To demonstrate the feasibility of our method, we compare IoTSerRect-LSH with two state-of-the-art algorithms UPCC [18] and SerRecdistr-LSH [4] within different dataset sparsity. Based on the findings in Profile 1 and Profile 2, parameters in IoTSerRect-LSH are defined as follows: L = 16, r = 8, and K = 8. The following observations are made based on the results presented in Figure 4:(1)The MAE and RMSE values of all three approaches decrease as the dataset sparsity increases. When the sparsity is high, less useful QoS values are fetched, which leads to a less precise prediction.(2)SerRecdistr-LSH performs much worse than our approach since it does not consider the historical temporal information.(3)When the dataset sparsity is lower than 50%, the MAE value of our approach is a little lower than UPCC. In spite of this, our algorithm still outperforms other algorithms in most cases. The reason is that the quality values at current time slot are sufficient to find the most similar users for UPCC when the dataset sparsity is low. However, temporal information is necessary within sparser dataset.
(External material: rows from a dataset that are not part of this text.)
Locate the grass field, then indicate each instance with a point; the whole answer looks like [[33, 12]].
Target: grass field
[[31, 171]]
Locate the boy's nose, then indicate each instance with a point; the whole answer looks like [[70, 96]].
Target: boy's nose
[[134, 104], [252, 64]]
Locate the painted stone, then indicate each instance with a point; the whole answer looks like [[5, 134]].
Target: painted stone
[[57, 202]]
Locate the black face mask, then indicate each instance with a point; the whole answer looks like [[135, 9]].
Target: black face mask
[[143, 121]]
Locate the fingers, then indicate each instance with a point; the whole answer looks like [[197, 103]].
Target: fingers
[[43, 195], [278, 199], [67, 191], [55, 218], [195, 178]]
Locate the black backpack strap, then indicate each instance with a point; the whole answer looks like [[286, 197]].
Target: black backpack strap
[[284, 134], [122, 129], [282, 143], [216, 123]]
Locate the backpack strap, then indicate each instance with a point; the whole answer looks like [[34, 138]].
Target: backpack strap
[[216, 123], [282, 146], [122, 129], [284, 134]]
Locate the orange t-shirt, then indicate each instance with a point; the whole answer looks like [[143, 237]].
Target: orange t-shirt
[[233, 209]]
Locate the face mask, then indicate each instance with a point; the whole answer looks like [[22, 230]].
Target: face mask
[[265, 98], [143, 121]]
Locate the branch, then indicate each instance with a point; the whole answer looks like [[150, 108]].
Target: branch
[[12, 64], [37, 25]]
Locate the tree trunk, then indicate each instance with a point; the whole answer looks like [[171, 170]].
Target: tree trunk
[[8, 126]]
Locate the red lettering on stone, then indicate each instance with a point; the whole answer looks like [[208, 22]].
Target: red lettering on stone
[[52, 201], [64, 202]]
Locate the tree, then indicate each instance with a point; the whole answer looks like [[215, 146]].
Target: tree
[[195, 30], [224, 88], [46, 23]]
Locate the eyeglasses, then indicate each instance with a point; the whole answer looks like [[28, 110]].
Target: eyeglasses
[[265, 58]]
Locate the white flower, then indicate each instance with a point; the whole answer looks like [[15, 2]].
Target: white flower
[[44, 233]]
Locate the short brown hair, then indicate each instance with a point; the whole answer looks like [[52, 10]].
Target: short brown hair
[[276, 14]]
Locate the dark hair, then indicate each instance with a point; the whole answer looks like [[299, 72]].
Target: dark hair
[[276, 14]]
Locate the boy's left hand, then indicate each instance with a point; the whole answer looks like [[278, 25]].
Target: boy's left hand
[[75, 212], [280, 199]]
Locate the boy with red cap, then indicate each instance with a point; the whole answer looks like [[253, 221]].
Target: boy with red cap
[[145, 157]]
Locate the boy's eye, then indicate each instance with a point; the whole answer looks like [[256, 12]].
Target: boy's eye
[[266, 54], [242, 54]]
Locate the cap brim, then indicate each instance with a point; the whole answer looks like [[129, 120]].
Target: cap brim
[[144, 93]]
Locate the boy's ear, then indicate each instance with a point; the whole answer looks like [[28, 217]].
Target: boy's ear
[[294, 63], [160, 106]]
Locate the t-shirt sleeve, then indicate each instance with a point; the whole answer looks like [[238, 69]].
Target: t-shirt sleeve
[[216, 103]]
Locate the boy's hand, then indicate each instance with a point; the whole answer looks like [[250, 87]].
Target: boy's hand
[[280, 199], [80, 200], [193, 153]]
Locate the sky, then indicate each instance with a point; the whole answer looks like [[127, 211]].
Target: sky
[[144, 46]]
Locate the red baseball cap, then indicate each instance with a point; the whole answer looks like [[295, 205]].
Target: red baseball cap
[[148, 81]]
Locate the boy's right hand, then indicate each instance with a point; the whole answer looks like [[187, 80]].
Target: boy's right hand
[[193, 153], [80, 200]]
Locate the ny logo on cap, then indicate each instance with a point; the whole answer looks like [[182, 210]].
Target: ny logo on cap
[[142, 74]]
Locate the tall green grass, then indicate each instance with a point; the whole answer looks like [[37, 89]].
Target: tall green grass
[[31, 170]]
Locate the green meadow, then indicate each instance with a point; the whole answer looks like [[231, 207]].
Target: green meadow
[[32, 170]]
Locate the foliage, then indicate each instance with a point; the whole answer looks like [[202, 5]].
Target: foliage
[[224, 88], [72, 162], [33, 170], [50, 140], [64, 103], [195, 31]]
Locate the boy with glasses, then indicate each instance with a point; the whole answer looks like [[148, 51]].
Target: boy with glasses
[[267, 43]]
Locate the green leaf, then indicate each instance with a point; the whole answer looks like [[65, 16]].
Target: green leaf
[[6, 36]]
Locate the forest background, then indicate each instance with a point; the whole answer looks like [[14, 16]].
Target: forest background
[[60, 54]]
5.4. Profile 4: Efficiency Comparison of Three Recommendation Algorithms

In this profile, we make a comparison among the three recommendation algorithms in terms of the efficiency. All of the experiments are performed on a computer with Intel i5 processor and 16.0 GB RAM, which runs Windows 10 and Python 3.6. The experimental results (in Figure 5) show that the time consumption of UPCC is much higher than the other approaches since the UPCC method calculates correlation coefficients online. Furthermore, the time cost of our method is close to that of SerRecdistr-LSH since they both adopt the offline recommendation strategy.

6. Conclusion

The number of IoT services is rapidly growing. Recommendation technology can significantly relieve the target users’ selection burden. However, because of user privacy concerns, it is impractical for different platforms to directly share their data with each other. In this paper, we proposed a novel cross-platform LSH-based IoT service recommendation method with privacy preservation. Through LSH technique, high dimensionality historical quality data is hashed into less-sensitive indices. Moreover, historical data at different time slots are employed to make more accurate recommendation. Finally, a number of experiments are conducted on real-world dataset WS-DREAM. The experimental results demonstrated the advantage of our approach in terms of accuracy, efficiency, and the capability of privacy preservation.

However, some limitations should be addressed. As we did not consider the periodicity of the quality value of IoT service, the number of time slots is fixed in the current method. Furthermore, spatial information of both users and service providers is not employed in our approach. Therefore, we will further enhance our algorithm by taking more context factors such as periodicity [38, 39] and location [40, 41] into account.

Data Availability

The data used to support the findings of this study are included within the article.

Conflicts of Interest

The authors declare that they have no conflicts of interest.